In the end, we’re all parasites. We’re all leeching off of our hosts, dependent on their lives so we can live ours. At least, that’s what The Last of Us wants you to believe. Much like the parasitic fungus that’s taken over much of the US population and turned them into effectively zombies, The Last of Us is about the things we cling to in order to live, how separating from these hosts can destroy us, and how clinging to them can destroy the lives of others even as we preserve our own. It’s an apt metaphor, but ultimately leads to a bleak, cynical conclusion about the nature of humanity that misses the beautiful parts of relying on each other.
The story of The Last of Us isn’t as important as the relationship between the main characters Joel and Ellie. As the only person immune to the fungus that’s choking the broken country, Ellie may hold the key to a cure. Joel must deliver her to a renegade militia known as the Fireflies so they can figure out a way to use her condition to develop a vaccine. The road in between is where all the character development happens, and everything that happens around Joel and Ellie shapes how they feel about each other. Various levels of dependency develop on both sides, with Ellie reliant on Joel for safe passage and Joel needing Ellie to fill the various voids in his life thanks to people he’s lost. Ellie eventually comes to trust and love Joel as a father figure, but then Joel ends up unwittingly bonding with her after first losing his daughter at the beginning of the pandemic, then his companion Tess during the beginnings of their journey with Ellie. We hear Ellie say that one of the things she’s afraid of is being alone, but it’s Joel who proves that fear is present within himself after we see the lengths he’s willing to go for her sake.
We see the aftermath of grief in this game repeatedly. Joel’s outward reaction to losing someone is to cut off his feelings and carry on, a lesson he tries to impart on Ellie when she witnesses tragedy, watching people fall apart without their reason for living. Fellow travelers Henry and Sam briefly game them respite from going it alone, but the grief of losing his brother Sam to the infection broke Henry, leading him to kill himself. This is one of the clear events in the game where the parasitic nature of Joel and Ellie are mirrored to the point where Henry couldn’t live without Sam. The parasite can’t live without the host.
It’s a bleak scenario that matches the state of the rest of the world. Harsh lessons are deemed necessary in order to survive. Indeed, Joel’s entire credo before he’s honest with himself about Ellie’s role in his life seemed to revolve around survival first. We’re asked not to judge Joel too harshly for all his past selfishness via murder and theft, at least not at first. We still have to play as him, after all. The desperation of the state of the country warrants the harshness, the game tells us. Trust is a luxury that can ill be afforded except in extreme circumstances. Even the budding community Joel’s brother Tommy and his wife Maria are building can’t trust anyone outside their walls lest their trust be met with looting and death.
Joel quickly makes a lie of that sentiment, though. When Ellie finally arrives at the Fireflies’ base, Joel learns that in order to make a vaccine, they have to remove the infected part of Ellie’s brain, killing her in the process. Joel’s reaction to this is to murder his way to the surgery room and take Ellie back before they can go through with it. After they’re away from the compound, he lies to her that they couldn’t make a cure from her condition, which he swears to right before the credits hit. It’s at this point that we’re meant to see Joel as being driven by selfish motives. Yes, Ellie is alive, but at the cost of the country. We don’t even know if Ellie would have consented to the procedure even after hearing about the sacrifice she’d have to make. We’re just left with Joel’s selfish choice, and his decision to not face up to it.

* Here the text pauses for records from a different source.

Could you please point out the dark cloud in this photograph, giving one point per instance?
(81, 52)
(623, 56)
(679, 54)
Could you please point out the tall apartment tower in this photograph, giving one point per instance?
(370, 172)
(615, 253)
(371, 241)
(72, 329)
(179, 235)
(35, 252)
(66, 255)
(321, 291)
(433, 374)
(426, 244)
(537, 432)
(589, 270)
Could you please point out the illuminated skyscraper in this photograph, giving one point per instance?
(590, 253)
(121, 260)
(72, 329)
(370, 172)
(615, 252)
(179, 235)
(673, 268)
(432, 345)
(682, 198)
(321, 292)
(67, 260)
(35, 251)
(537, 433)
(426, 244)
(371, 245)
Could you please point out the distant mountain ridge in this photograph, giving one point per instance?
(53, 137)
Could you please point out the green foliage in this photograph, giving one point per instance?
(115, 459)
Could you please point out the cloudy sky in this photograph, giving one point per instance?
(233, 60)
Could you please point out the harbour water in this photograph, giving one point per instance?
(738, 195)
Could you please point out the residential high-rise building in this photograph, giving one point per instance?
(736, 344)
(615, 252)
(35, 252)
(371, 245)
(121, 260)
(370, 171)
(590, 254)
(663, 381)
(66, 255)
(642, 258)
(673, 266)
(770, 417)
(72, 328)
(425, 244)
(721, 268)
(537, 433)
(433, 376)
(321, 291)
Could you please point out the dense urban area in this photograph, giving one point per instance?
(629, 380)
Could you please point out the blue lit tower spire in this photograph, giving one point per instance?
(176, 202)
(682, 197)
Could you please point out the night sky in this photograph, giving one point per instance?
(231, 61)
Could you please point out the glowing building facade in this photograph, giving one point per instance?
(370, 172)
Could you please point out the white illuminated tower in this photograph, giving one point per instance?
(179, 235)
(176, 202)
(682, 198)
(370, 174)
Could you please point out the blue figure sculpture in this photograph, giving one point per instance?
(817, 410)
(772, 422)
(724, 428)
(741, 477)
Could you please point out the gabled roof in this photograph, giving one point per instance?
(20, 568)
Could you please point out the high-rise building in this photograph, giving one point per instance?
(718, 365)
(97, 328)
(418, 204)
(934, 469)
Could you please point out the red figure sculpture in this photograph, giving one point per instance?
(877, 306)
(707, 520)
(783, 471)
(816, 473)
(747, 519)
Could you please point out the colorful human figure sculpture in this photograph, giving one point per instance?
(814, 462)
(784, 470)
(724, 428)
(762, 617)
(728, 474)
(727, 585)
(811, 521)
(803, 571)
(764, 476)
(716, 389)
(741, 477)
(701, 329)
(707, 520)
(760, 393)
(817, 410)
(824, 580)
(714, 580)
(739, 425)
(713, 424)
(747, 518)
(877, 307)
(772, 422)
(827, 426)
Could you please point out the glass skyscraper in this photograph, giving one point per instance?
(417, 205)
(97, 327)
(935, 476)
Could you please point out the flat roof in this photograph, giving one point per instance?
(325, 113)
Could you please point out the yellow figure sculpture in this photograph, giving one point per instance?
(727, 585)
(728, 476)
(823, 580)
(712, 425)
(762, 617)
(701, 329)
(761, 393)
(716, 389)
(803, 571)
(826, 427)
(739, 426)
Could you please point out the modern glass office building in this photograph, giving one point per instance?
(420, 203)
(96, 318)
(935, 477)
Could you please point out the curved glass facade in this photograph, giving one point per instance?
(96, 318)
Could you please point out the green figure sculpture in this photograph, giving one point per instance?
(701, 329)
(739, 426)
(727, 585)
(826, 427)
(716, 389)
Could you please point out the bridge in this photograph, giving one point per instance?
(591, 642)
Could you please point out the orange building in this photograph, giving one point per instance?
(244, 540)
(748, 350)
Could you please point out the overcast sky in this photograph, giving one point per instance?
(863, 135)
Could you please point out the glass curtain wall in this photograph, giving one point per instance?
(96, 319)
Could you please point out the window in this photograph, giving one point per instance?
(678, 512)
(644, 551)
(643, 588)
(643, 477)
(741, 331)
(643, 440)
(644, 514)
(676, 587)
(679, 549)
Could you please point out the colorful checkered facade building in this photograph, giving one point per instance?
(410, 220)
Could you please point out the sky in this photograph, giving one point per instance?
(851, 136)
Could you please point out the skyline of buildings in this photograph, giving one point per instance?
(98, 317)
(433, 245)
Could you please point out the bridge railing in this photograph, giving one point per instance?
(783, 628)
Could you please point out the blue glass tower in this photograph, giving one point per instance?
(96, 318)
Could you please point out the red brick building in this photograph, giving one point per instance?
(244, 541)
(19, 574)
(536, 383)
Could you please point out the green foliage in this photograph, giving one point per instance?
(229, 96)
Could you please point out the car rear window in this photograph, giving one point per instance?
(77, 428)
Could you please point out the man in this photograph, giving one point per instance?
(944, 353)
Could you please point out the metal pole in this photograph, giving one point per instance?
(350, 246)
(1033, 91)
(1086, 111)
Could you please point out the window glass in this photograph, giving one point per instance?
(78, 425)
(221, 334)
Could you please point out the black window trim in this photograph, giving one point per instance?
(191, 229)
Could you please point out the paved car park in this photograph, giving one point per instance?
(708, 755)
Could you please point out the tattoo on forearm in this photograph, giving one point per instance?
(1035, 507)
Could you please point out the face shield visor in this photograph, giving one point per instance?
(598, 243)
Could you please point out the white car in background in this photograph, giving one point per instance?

The Last of Us’s view of relationships, even in extreme circumstances, is that they’re parasitic, that we need each other to live, but in a way that’s inherently unhealthy. The game never lingers on tragedy, pushing you forward in the story without unpacking what just happened either for you or the characters. And we barely ever see quiet moments where the genuine connection between Joel and Ellie shines through. The Last of Us is about how we need more than food and shelter to truly survive, but instead of being a beautiful realization, you’re left with the ugly reality that it’s inherently a selfish act. We care only because we have to care to feel like we’re alive. The Last of Us is onto something here, but stops short of offering either a panacea for this ailment or anything beautiful about what binds us together. It’s just desperation for our hosts and not being ripped from them. Is the game right? It’s certainly not wrong. With small exception, we need each other to truly live, and that’s purely from a selfish point of view. But that’s not all there is to relationships. This ignores the selfless aspects of our bonds with others, the love that we feel for our fellow humans. That aspect of relationships is real, but The Last of Us stops short of showing us that. Instead, they’re treated purely as parasitic as the killer fungus that upended society.